Individuelle Förderung, Ganztagsschulausbau, G8, Inklusion, usw. – die Schlagwörter, die für Bildungspolitik und Wissenschaft Ausdruck einer veränderten Lernkultur und besseren Bildungszukunft sind, werden von Lehrkräften zum Teil mit großer Skepsis betrachtet: „Nicht das auch noch…“, „Wie sollen wir das denn alles schaffen?“ „Wir arbeiten doch jetzt schon am Limit…“
Umso größer die politischen Forderungen und der pädagogische Anspruch, umso größer auch der Unmut aufseiten der Lehrkräfte vor Ort – denn obwohl ihre Aufgaben stetig wachsen, bleibt die geforderte Unterstützung seitens der Kultusministerien meistens aus. So beklagen es zumindest der Lehrerverband Bildung und Erziehung (VBE) und die Gewerkschaft Erziehung und Wissenschaft (GEW).
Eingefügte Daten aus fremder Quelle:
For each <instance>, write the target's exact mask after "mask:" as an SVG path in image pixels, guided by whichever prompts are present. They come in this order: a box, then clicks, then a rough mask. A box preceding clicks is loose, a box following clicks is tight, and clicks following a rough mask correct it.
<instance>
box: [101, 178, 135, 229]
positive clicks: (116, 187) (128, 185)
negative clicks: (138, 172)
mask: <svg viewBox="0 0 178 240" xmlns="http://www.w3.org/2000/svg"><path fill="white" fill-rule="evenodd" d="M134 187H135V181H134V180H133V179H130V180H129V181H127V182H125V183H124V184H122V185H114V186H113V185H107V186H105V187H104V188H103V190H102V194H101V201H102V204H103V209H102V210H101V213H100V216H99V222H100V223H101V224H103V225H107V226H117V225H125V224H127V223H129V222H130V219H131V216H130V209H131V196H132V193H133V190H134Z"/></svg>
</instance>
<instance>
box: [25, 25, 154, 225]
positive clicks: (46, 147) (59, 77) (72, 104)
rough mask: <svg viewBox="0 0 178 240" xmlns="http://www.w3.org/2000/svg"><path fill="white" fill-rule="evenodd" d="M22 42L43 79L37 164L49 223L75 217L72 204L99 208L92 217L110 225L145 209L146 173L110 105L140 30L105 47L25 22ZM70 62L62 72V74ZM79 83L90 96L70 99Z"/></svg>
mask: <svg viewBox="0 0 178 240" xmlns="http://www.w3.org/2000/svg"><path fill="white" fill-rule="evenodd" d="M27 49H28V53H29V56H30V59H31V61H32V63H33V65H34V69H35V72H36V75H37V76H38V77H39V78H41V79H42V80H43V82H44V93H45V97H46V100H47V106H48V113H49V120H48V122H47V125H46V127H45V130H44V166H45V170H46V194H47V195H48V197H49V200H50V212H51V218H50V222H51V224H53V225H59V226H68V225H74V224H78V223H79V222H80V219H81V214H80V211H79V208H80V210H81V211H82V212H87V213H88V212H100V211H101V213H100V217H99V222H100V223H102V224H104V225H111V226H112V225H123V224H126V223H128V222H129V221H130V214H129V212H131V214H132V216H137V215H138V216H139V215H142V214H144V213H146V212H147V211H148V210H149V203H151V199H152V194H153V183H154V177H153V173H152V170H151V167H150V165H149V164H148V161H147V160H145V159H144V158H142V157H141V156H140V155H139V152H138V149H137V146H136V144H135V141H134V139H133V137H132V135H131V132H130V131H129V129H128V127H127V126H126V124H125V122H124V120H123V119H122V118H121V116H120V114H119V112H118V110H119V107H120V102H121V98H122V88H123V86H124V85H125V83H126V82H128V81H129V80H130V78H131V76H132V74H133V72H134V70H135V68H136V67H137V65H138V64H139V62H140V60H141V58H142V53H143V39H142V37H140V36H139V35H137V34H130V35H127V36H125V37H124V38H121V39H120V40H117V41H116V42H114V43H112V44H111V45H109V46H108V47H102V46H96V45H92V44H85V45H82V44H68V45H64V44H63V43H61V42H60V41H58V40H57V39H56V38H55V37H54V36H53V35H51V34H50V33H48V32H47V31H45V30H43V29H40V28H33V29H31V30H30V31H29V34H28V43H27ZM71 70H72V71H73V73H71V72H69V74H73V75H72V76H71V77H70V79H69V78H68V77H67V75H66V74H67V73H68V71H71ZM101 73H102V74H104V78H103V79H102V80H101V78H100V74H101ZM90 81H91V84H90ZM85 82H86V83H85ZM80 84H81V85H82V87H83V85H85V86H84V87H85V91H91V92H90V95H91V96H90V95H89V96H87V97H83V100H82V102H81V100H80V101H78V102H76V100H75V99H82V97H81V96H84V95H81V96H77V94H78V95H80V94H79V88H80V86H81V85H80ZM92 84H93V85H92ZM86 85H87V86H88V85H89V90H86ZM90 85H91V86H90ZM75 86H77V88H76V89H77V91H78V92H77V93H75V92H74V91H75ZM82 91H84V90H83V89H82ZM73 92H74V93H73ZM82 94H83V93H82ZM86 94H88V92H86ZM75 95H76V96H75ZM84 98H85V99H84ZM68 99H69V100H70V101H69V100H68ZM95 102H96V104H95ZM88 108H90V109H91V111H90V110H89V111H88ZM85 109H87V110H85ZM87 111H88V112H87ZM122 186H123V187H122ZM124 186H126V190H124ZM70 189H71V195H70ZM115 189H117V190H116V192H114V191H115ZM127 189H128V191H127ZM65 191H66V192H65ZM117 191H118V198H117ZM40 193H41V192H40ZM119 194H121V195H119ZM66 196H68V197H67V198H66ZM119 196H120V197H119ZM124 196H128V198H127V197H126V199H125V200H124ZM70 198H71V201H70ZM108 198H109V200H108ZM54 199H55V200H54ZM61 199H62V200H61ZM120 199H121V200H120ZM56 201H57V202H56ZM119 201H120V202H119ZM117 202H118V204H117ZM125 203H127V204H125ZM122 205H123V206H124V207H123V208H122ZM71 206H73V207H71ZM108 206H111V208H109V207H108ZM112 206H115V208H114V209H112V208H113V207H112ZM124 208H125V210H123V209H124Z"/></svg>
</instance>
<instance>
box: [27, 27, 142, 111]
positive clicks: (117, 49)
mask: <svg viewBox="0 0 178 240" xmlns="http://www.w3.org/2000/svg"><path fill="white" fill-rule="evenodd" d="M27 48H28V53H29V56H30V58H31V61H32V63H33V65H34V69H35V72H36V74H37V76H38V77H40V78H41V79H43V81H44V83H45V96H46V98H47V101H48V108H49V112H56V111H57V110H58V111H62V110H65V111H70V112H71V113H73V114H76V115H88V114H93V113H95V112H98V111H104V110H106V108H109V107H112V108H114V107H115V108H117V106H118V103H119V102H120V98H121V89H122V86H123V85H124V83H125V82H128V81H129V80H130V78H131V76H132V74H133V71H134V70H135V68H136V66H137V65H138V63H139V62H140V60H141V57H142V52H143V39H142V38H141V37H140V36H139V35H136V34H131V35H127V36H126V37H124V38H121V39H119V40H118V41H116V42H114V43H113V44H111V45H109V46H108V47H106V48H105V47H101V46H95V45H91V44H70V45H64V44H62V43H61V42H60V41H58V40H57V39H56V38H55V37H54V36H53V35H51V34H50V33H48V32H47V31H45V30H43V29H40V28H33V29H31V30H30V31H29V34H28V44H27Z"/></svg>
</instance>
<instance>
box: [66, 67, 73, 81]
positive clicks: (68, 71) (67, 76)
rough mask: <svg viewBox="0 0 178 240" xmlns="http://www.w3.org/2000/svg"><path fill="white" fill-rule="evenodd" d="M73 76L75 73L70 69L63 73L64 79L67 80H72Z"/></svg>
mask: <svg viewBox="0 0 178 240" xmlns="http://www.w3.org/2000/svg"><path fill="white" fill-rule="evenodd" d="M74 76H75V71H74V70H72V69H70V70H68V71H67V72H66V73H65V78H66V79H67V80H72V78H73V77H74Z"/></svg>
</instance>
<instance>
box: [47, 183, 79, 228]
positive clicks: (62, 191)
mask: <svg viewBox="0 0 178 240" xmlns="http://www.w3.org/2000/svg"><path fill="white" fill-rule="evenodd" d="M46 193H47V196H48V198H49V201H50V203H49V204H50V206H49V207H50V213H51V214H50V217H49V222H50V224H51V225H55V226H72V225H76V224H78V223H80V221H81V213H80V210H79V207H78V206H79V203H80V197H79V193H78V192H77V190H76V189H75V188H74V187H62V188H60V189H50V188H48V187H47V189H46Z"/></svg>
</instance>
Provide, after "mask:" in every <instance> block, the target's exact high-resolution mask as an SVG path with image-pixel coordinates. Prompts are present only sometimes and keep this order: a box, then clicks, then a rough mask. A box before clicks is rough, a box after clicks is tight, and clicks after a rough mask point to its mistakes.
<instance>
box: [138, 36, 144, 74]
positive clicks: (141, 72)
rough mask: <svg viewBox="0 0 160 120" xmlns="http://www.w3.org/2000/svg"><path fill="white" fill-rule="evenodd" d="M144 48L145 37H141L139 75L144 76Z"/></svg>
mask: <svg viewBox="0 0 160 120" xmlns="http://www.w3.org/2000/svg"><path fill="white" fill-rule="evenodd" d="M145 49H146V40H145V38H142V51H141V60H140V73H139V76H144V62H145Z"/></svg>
Ausgebrannt: Jeder dritte Lehrer leidet an Burn-Out-Symtomen
Diese Berechnung des Uniklinikums Freiburg stammt aus dem Jahr 2009. Sie machte damals auf die Belastung von Pädagogen aufmerksam, die die der Polizisten und Ärzte noch überstieg. Und nicht erst seit diesem Zeitpunkt berichten die Medien von Erschöpfung, Desillusionierung, Resignation und hohen Krankheitsausfällen im Lehrerberuf (siehe z.B. die Debatte um die Rütli-Schule 2006). Das Thema ist ein Dauerbrenner und erhitzt immer wieder die Gemüter – mit den ersten doppelten Abiturjahrgängen, die dieses Jahr betreut werden mussten, erhielten die Klagen neuen Zündstoff.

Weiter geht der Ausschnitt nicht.